It wasn’t supposed to turn into this three-day thing, you know? Friday’s gaming was a spontaneous thing, the result of one James Walter and the colorful box he carried to a work meeting and then to dinner right after the meeting. It was just there, you know? We had to try it. I can’t be blamed for that.
Saturday, though. For Saturday, I don’t have the luxury of that excuse, because I was enticed purely by one sentence: “who wants to play Dominant Species?” The answer was me. I do. I want to play this game. This is how day two of the gaming binge got started.
Dominant Species is a strategy board game where you take the role of one of five different groups of animals and try to survive the encroaching Ice Age. It plays similarly to a tabletop war game, except that there’s really no war to speak of beyond this hilariously awesome combination of dropping glaciers on people and competing for resources.
The animals on offer are mammals, reptiles, birds, arachnids, and insects. Each one has a special ability: mammals are highest on the food chain (and thus win ties) and can survive extinction events. Reptiles can resist regression (which otherwise takes away the adaptations you need to survive). Birds can migrate more spaces than other animals. Arachnids have a particularly insidious power: they can preemptively eliminate other animals during Competition; they’re like tiny venomous assassins. Insects go first during each turn and can reproduce like crazy.
This was my second time playing dominant species and both times, I’ve picked the reptiles. They’re not the most powerful species, in my opinion, but I’m loyal to my scaled brethren. The goal of the game is to spread out across the board (which is arranged during play by placing hexagonal tiles to represent new terrain) and accumulate victory points while trying to survive. The various ways you can be eliminated are starvation due to lack of resources or competition, where other animals kill you off.
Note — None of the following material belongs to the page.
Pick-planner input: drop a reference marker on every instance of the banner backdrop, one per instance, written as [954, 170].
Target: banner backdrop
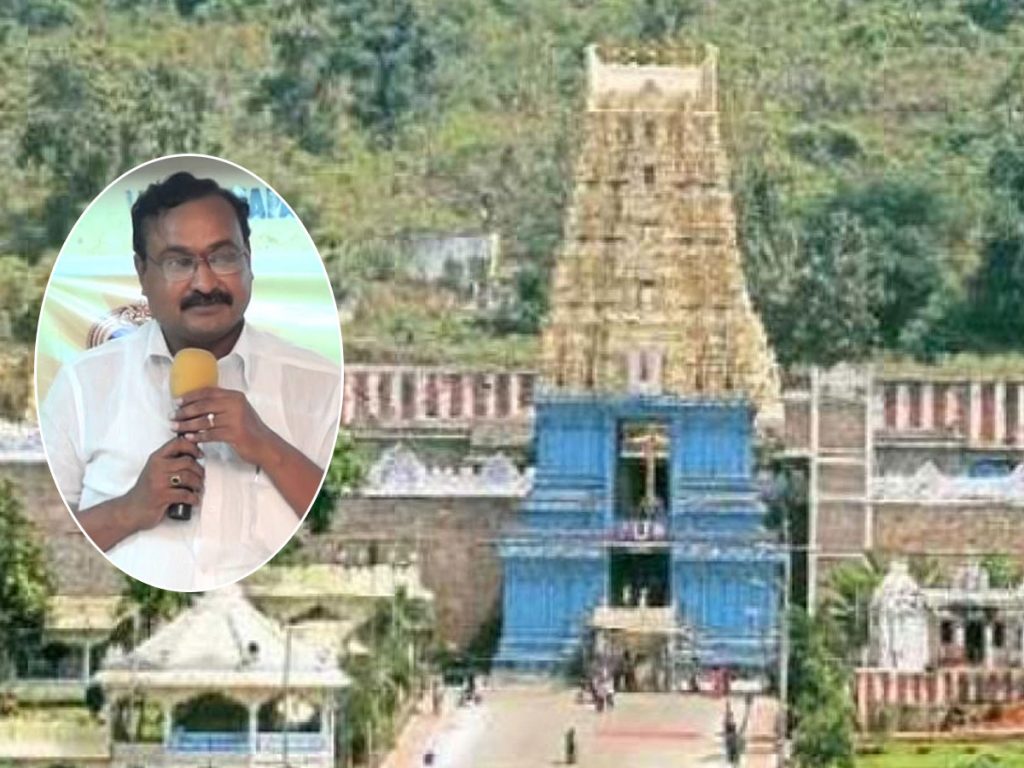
[93, 293]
The real charm of this game comes from the massive amount of strategy. Each turn plays like this: there is a section of the board divided up into phases, with each phase representing a different strategic option. You have a limited number of tokens that you can place in on the phases to pursue those strategies. Some a limited in number: only three people can select the Adaptation, for example. You won’t be able to do everything. Once everybody has placed their tokens, each phase is resolved and you see who lives, who dies, who reproduces, and who runs away to a lonely corner of the map and tries to hold onto “Snake Mountain” for the entire game while everybody else kills each other or gets glaciated.
The glacier mechanic is particularly fun. The game starts with the center hex covered in a glacier. Each turn, whoever is first in line on the Glaciation phase gets to place a new glacier tile anywhere on the board as long as it touches at least one existing glacier. This glacier kills off all but one animal of each species on the tile and also removes necessary resources from the board. It’s very fun steering the glacier towards your opponents. It’s very frightening when they steer it back towards you.
There’s a lot more strategy that goes into the game and you have to balance a lot in order to win. If you specialize on one resource, you might die off if that resource vanishes. On the other hand, if you engage in too much competition, you might not dominate enough areas to earn points. There’s a lot going on.
The game does have a rather long set-up time and takes a while to play. We didn’t hit the actual endgame by midnight and just ended up calling the game. I think part of this is due to the fact that both games we played, we were learning (we were all new the first game and had one new player the second game). Once you “get it”, things go a lot faster.
It’s a more complex game than King of Tokyo or Cards Against Humanity, but this is a core tabletop experience. A huge board, a lot of pieces, a ton of strategy: this is the kind of game that you’ll come back to again and again. I like how perfectly it captures the feeling of trying to survive as resources go scare, land changes, and then your land is overwhelmed by venomous spiders. The competition mechanic is more passive than other war games, but that makes for a nice change of pace.
It took up my entire Saturday night, but when you get right down to it, a Saturday night playing Dominant Species is a Saturday well spent.